The plaintiffs obtained an ex parte Mareva injunction and certificates of pending litigation (CPLs) against assets of several defendants after discovering alleged fraud by their accountant.
A co-defendant spouse moved to discharge the CPL registered against her property and to lift the freezing of her personal bank accounts, asserting sole ownership and lack of knowledge of the alleged fraud.

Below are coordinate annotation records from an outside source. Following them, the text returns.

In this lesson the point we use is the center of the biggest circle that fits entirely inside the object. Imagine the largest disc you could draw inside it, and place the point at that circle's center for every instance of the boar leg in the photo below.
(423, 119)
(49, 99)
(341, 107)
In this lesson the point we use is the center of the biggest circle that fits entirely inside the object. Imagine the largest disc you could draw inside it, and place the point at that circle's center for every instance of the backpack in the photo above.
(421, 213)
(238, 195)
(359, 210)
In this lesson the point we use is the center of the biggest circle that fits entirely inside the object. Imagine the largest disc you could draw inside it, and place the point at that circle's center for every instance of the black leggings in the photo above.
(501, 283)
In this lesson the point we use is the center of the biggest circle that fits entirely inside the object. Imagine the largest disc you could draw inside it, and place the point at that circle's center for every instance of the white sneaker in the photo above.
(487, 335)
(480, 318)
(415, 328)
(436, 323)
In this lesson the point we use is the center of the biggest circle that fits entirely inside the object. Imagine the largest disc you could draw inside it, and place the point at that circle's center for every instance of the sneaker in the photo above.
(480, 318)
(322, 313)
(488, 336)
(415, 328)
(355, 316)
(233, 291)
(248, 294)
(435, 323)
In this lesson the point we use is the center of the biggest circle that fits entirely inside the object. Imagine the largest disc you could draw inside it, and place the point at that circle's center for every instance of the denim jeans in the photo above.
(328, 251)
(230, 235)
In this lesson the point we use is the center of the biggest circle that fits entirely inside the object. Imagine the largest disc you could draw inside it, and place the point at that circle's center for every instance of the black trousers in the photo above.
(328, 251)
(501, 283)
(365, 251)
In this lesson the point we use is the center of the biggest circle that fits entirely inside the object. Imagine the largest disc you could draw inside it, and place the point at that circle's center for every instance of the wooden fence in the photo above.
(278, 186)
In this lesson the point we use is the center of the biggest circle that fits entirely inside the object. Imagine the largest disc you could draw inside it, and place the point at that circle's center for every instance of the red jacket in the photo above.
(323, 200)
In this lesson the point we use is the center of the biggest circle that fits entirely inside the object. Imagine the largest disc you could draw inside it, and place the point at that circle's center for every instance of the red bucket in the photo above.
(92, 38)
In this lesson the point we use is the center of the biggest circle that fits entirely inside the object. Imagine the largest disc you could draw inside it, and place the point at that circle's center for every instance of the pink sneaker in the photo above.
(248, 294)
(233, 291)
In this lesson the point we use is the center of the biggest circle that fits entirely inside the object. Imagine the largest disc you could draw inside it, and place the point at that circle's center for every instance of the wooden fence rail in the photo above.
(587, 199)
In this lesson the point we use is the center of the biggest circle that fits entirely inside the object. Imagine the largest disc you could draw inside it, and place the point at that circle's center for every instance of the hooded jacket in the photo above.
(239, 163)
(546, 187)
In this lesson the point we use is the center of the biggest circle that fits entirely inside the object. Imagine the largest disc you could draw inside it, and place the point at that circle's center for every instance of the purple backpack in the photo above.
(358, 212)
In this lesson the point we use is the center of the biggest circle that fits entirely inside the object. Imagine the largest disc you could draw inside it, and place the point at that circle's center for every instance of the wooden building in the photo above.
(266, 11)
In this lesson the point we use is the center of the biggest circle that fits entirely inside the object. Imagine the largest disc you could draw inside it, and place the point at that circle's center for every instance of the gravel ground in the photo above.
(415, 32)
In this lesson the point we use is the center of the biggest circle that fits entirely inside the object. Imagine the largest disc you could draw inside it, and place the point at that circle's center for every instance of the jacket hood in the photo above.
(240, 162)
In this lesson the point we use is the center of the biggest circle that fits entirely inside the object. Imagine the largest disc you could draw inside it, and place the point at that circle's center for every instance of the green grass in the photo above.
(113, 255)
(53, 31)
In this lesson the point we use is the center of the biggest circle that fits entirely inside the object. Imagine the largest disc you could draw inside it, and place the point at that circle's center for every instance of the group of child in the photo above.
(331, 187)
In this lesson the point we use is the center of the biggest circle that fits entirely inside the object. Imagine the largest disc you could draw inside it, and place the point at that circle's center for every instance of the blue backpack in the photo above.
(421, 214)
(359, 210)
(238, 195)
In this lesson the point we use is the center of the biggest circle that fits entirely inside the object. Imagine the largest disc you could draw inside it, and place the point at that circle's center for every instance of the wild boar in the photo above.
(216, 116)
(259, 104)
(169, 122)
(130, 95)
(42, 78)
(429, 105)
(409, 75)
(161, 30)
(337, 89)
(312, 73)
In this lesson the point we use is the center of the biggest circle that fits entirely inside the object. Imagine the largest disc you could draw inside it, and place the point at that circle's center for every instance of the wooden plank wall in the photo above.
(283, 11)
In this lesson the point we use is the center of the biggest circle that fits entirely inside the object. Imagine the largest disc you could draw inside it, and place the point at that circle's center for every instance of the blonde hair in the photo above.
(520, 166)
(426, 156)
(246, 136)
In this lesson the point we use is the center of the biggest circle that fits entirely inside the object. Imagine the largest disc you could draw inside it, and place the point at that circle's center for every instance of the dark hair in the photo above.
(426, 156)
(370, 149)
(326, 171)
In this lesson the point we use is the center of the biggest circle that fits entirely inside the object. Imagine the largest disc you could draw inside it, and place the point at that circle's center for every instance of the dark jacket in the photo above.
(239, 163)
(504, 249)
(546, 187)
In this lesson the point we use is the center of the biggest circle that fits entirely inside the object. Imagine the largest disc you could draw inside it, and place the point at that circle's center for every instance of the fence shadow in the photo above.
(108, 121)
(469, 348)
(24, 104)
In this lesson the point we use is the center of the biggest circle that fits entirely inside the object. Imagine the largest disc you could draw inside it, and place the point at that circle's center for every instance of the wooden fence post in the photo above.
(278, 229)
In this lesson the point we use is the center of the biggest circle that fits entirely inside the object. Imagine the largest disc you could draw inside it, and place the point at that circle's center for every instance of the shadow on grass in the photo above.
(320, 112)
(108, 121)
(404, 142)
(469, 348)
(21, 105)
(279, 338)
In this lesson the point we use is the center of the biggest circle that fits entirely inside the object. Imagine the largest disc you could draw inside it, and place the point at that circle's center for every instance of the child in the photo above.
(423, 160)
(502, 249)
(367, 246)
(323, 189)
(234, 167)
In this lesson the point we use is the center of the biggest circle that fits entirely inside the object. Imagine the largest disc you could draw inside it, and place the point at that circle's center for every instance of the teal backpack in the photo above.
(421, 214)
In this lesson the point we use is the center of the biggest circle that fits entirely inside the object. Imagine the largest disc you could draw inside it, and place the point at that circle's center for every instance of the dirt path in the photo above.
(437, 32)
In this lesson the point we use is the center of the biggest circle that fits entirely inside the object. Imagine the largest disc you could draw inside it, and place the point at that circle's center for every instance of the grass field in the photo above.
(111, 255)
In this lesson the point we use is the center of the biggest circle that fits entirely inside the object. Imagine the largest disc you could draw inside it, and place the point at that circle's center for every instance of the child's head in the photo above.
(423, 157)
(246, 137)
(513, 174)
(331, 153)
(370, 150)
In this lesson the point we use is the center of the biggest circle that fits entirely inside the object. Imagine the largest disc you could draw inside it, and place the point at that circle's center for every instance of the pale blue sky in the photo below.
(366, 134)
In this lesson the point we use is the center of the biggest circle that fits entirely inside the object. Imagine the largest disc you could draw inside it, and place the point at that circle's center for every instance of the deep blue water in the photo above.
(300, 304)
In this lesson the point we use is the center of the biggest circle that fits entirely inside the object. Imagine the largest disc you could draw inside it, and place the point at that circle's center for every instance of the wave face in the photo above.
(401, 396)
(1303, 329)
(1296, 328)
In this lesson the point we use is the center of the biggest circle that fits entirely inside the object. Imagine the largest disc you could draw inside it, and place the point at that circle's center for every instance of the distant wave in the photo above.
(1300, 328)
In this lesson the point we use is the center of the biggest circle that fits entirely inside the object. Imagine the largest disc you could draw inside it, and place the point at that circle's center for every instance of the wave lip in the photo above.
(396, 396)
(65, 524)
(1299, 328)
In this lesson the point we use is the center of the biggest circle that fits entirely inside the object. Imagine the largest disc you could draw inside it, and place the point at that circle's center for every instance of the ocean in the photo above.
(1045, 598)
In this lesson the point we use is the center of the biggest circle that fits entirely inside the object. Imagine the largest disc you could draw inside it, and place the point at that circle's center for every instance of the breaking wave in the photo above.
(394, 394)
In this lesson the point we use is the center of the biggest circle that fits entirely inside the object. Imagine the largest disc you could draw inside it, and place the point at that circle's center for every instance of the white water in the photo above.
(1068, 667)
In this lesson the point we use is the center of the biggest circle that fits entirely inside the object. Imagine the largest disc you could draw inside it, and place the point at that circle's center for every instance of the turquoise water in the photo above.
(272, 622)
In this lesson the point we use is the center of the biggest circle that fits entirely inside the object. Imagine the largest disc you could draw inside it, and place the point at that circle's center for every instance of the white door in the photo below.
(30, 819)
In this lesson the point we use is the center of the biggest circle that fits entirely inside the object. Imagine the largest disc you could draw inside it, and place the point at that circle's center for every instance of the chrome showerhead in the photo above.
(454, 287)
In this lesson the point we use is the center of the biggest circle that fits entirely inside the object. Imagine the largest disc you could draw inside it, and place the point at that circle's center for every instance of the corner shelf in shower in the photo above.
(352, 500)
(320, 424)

The court found the plaintiffs failed to provide full and frank disclosure and did not establish a strong prima facie case linking the spouse’s property or accounts to the alleged fraud or demonstrating a proprietary claim.
Given the absence of evidence, the prolonged delay following the ex parte order, and the prejudice to the affected party, the court lifted the injunction and discharged the CPL against the spouse’s property.
Summary judgment granted; action barred by settlement agreement and expired limitation period.
The defendant brought a motion for summary judgment under Rule 20 of the Rules of Civil Procedure seeking dismissal of the plaintiff’s action concerning the sale of a residential property.
The plaintiff alleged damages including recovery of funds from a line of credit secured against the property, the difference between the sale price and fair market value, and loss of rental income.
The court held that by signing Minutes of Settlement the plaintiff had agreed to the sale price and payment of encumbrances and was therefore estopped from challenging the transaction.
The court further found that the action was commenced outside the applicable limitation period.
Summary judgment was granted dismissing the entire claim.
CPL discharged; preliminary development agreement not binding and incapable of specific performance.
The defendant municipality moved to discharge a certificate of pending litigation registered by the plaintiff developer in an action seeking specific performance of a preliminary agreement for redevelopment and sale of municipal lands.
The court considered whether the plaintiff had a reasonable claim to an interest in land under s.103(6) of the Courts of Justice Act.
The court held that the preliminary agreement was not a binding contract because essential terms remained unsettled and the transaction depended on further agreements and negotiations, including participation by a third-party development partner that had withdrawn.
As the agreement was incapable of specific performance and the plaintiff therefore had no reasonable claim to an interest in land, the certificate of pending litigation was discharged.
Full indemnity costs ordered after plaintiffs fabricated court judgment with forged judicial signature.
The court addressed costs following a motion to set aside a purported ex parte default judgment that bore a forged judicial signature.
The court found that the plaintiffs had fabricated the judgment by copying and pasting the judge’s signature and had circulated the fake order to opposing parties and regulatory bodies as if it were a valid court judgment.
The court concluded that the conduct constituted a fraudulent and scurrilous attack on the administration of justice and amounted to reprehensible, scandalous, and outrageous behaviour.
Applying the principles governing full indemnity costs, the court held that the defendants were entitled to full indemnity costs as a form of chastisement and deterrence.
The plaintiffs were also barred from taking further steps in the proceeding until the costs were paid in full.